O aumento vertiginoso de processos na área de Direito Privado dos tribunais é reflexo de uma sociedade cada vez mais intolerante, em que as pessoas têm pouca paciência para dialogar e preferem judicializar situações corriqueiras em vez de resolvê-las de forma consensual, avalia o desembargador Luiz Guilherme da Costa Wagner Junior, do Tribunal de Justiça de São Paulo .

Para Wagner Jr., explosão de processos é, em parte, reflexo de um viés cultural
O magistrado falou sobre o fenômeno, chamado por ele de “judicialização da vida”, em entrevista à série Grandes Temas, Grandes Nomes do Direito, em que a revista eletrônica Consultor Jurídico ouve alguns dos nomes mais importantes do Direito, da política e do empresariado sobre as questões mais relevantes da atualidade.
“As pessoas acreditam que a decisão de um juiz é um bem de consumo a ser buscado. Assim, o que antes nós esperávamos que as pessoas resolvessem por conta própria, hoje elas inviabilizam, por falta de diálogo, e jogam o problema na mão do juiz, seja um dano moral, seja para definir com quem ficará um pet em um caso de separação”, disse o magistrado.

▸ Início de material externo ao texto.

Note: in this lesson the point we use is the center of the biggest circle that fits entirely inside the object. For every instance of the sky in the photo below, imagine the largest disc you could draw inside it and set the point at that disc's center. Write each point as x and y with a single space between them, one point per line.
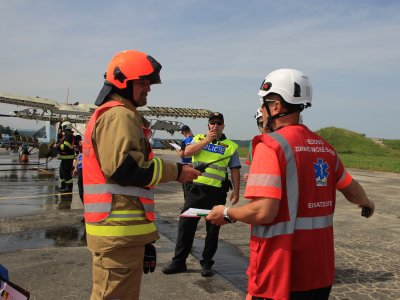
214 53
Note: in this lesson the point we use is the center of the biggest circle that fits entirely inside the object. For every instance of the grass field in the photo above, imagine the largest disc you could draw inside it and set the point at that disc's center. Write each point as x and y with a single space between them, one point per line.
359 152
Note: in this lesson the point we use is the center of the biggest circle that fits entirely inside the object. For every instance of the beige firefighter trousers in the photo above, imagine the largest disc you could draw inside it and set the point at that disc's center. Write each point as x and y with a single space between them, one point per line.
117 274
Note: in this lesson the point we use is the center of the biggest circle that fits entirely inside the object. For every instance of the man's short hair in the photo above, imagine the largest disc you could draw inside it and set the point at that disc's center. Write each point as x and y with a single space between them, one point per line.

Reportagem do Anuário da Justiça São Paulo 2025 mostrou que a já sobrecarregada Seção de Direito Privado do TJ-SP teve no ano passado um aumento significativo nas ações recebidas: foram 817 mil casos, 20% a mais do que em 2023 e um salto de 40% em relação a 2022. Além disso, o Superior Tribunal de Justiça também acendeu o alerta em sua Seção de Direito Privado, que no começo deste ano registrou uma explosão de casos recebidos.
Segundo Wagner Junior, os julgadores cada vez mais se deparam com questões que antes eram resolvidas em família, no trabalho e entre particulares. Agora, como a Justiça tem a missão constitucional de resolver tais demandas, os magistrados não podem se dar ao luxo de rejeitar os pedidos com a justificativa de que eles não são importantes ou de que são um mero capricho das partes.
“Nós temos que enfrentar e, com isso, acabamos desempenhando o protagonismo na vida de terceiros, o que nem sempre é o desejado”, disse o desembargador durante o XIII Fórum de Lisboa, promovido em julho na Faculdade de Direito da Universidade de Lisboa.
Ele observa que a explosão de processos é, em parte, reflexo da ação calculada das partes. Mas há também um viés cultural, que, em sua visão, é resultado de uma série de leis que hoje preveem direitos que no passado não eram tutelados.
“Então, as pessoas se encorajam para buscar esses direitos. E há a situação econômica. As pessoas, por inúmeras razões, entendem que no Judiciário elas podem postergar situações que sabem que são devidas e que terão um desfecho contrário (aos interesses delas). E aí acabamos tendo uma série de litígios e uma sobrecarga. É um emaranhado de fatores.”